Snapping back to reality, Hopper sighed and looked around at his office. He checked his watch and groaned; he was due for an appointment at the lab, and he was running late. 

**July 22, 1984**

The drive was mostly silent for the first ten minutes. To Jen, Hopper didn't seem quite as irritated as he had been; his knuckles were no longer white from clenching the steering wheel. His breathing had evened.
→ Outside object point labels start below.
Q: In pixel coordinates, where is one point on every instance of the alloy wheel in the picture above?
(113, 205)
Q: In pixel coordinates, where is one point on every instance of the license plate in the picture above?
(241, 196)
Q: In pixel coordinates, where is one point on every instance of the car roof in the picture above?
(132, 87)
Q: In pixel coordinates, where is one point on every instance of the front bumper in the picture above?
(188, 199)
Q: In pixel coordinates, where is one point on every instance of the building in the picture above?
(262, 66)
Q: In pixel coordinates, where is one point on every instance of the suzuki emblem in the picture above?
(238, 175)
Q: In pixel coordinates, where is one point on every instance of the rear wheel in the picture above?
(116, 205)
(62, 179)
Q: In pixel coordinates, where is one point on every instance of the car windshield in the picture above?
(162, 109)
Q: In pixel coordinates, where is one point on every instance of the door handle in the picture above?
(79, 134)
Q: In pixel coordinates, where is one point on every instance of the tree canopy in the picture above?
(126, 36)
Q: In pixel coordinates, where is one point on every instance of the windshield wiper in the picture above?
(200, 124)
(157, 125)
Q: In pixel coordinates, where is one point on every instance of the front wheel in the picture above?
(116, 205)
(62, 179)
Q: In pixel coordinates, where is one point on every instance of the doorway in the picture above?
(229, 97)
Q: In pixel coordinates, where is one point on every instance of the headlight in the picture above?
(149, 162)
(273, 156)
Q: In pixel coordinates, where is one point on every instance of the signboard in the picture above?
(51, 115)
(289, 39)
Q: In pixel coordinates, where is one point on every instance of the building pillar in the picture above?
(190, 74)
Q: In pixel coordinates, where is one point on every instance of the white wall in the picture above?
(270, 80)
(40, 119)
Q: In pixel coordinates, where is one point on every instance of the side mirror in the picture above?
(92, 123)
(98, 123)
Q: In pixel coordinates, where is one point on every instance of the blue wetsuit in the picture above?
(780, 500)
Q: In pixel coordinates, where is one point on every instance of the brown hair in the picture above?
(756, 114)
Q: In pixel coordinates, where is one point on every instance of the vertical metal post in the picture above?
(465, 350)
She still didn't know where they were going, but the one time she interrupted the heaviness between them to ask, he responded, "About another 10 minutes." His dismissive tone told her to not ask any follow up questions. 

Jen looked out the window at the passing scenery. Hawkins wasn't as flat as Ballard. There were more hills and cliff falls scattered behind neighborhoods and busying streets. It was something different to look at while she avoided the man in the driver’s side seat. She didn't notice when Hopper turned his head to watch her silently. He never watched for long, but it was enough to see that she was transfixed by the tree line whizzing by. His insides were churning at the thought that something like what happened last year could happen again. Each time he looked at Jen’s profile, he was reminded how much more dangerous this could get with more players on the board. 

He cleared his throat. "Sorry about, uh, getting so worked up back there," he said. 

Jen slowly pulled her eyes off the passenger side window and looked at him. He was focused on the road, one arm draped over the top of the wheel while the other elbow was perched on the driver's side door. 

"I don't blame you,” Jen replied, her voice dropping lower. “You were right. I sorta came out of nowhere with a lot of questions. I just—"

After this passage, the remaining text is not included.